In Stergiou v Apache Canada Ltd., the complainant settled her complaint with the company, received settlement funds, and signed a release. She later filed a human rights complaint based on rumours she heard about herself and a former co-worker. The complainant was given an opportunity to seek independent legal advice and new the that the release was important. She testified that she read the release and signed it, but at the time did not really understand it.

The AHRC found the release valid and enforceable:

[21]      On the facts presented by Ms. Stergiou, she was meeting her monthly financial obligations; there is no basis for setting aside the Release for any reasons of dire financial circumstances. Ms. Stergiou was unwilling to pay a $150 fee for advice about whether the $14,000 payment offered her was appropriate in the circumstances. She testified she was unwilling to meet with or pursue legal advice if there was a fee to be charged. In the circumstances, I do not accept that Ms. Stergiou did not have the opportunity to obtain independent legal advice. She had three pages setting out the names of lawyers from which she could have chosen one. Especially in the face of a $14,000 payment, a fee of $150 is not a reasonable basis upon which Ms. Stergiou can now say she was not given an opportunity to obtain independent legal advice. I reject this argument.

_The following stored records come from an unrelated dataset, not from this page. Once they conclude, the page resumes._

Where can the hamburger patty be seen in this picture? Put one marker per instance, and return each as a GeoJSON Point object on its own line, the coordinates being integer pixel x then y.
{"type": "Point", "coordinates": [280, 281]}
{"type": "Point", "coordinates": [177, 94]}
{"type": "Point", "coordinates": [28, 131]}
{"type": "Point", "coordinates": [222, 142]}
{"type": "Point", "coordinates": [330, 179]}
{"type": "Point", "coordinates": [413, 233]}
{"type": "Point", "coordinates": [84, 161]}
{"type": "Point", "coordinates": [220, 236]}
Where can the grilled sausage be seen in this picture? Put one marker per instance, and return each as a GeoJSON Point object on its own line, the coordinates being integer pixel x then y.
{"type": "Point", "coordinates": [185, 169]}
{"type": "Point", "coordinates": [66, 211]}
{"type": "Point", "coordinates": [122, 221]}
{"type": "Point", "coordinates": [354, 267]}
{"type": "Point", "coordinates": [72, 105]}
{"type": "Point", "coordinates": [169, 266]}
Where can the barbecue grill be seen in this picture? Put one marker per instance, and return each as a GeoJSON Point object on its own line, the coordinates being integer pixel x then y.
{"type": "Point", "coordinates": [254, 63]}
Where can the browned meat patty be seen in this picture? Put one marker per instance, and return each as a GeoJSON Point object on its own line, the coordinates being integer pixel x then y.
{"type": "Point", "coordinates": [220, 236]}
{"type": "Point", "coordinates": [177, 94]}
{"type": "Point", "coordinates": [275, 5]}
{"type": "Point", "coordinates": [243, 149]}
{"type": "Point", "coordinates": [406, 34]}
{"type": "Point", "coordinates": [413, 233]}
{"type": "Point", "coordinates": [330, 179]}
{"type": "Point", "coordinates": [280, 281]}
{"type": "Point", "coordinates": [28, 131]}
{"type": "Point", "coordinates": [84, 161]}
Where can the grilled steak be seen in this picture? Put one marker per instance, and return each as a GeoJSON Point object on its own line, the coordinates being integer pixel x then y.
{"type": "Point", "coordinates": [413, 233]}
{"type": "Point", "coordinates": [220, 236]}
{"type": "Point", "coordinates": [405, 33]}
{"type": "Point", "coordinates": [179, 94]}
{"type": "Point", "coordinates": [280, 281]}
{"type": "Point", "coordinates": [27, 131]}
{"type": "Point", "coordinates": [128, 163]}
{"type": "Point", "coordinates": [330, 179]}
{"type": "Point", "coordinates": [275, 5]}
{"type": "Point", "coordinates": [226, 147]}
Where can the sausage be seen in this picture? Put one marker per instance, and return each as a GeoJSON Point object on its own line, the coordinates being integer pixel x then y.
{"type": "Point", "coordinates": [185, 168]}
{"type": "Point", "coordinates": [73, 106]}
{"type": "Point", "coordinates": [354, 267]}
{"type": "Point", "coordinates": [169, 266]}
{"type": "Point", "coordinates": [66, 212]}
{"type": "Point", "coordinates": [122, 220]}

[22]      Ms. Stergiou was given seven days to review and return the signed Release. Even where there is a holiday weekend, a week is typically sufficient time to review a Release and obtain independent legal advice. Where, as here, the complainant returned the signed Release five days prior to the deadline, it is not open to now say she did not have enough time to consider her options. There has been no evidence presented of any undue pressure applied by Apache to Ms. Stergiou. The timeline allowed for signing the Release seriously undermines this argument.

[23]      Based on Ms. Dexter and Ms. Stergiou’s testimony, I accept that she was upset by her termination of employment, but there is no evidence that she was upset to the point of being unable to competently make decisions. She was able to attend interviews and apply for positions. The upset does not approach mental incapacity. I find it is accurately characterized as stress and unhappiness, which do not ground invalidity.

[24]      There was no evidence of duress, or unreasonable requests made of Ms. Stergiou by Apache. Ms. Dexter appropriately stopped Ms. Stergiou from signing the Release during the termination meeting and recommended she take time to review the documents.